It certainly sounds like a long way to walk, but the flood of migrants – both actual asylum seekers from Syria or Iraq and “economic migrants” from other places – is no longer confined to just Germany and its immediate neighbors. Concerns are being raised as some of the often unwelcome new neighbors are arriving in Norway and the northernmost reaches of the continent. This has Norway’s Prime Minister setting her teeth on edge and calling for stricter border control for the Schengen region. (Yahoo News)

Norwegian Prime Minister Erna Solberg on Saturday said she feared for Europe’s borderless Schengen zone and urged countries to shore up their external frontiers in the face of the migrant crisis.

“The challenge for the Nordic region is not an internal one, but the fact that Schengen’s outer borders have broken down,” Solberg said.

“We must now make sure that the outer borders work,” she added as Europe struggles to cope with its worst refugee crisis since World War II.

Solberg makes a number of references to “Schengen’s borders” in her comments, but that’s just the broader term for the “Schengen Region” as established in the Schengen Agreement. It’s the vast portion of Europe which essentially has open, internal borders and operates under a single visa agreement. (Pictured below in blue)

Schengen

The Schengen question is looming larger these days, particularly in countries that aren’t exactly thrilled with the possibility of tens of thousands of new mouths to feed on the dole, possibly including some terrorists tossed into the mix just for additional excitement. Solberg is the head of the Conservative Party in Norway and her government coalition is in partnership with the Progress Party, a group noted for being opposed to expanded immigration of any sort. The Prime Minister’s warning came with a threat, saying that if the countries on the outer edge of the area of agreement couldn’t shore up the barricades and get control of who was coming in, it “it will be the end of Schengen.”

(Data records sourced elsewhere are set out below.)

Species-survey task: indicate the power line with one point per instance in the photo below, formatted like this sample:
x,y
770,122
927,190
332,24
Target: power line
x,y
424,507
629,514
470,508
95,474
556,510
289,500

Economic cooperation is one thing, but this crisis is highlighting another weakness in this entire experiment in a blended Europe. Forcing everyone to move onto the same currency has been pretty much a disaster, but the border control question should have been a much bigger red flag. We have far too many people on the Left, both here in the US and in Europe, who are now using the word “nationalism” as if it’s an insult. But the fact remains that nationalist feelings can and do run strong in the ancestral blood and Norway is no exception. Solberg’s threatening to reinstate their own border control if that’s what it takes to hold back the human flood.

All things considered, who could blame her?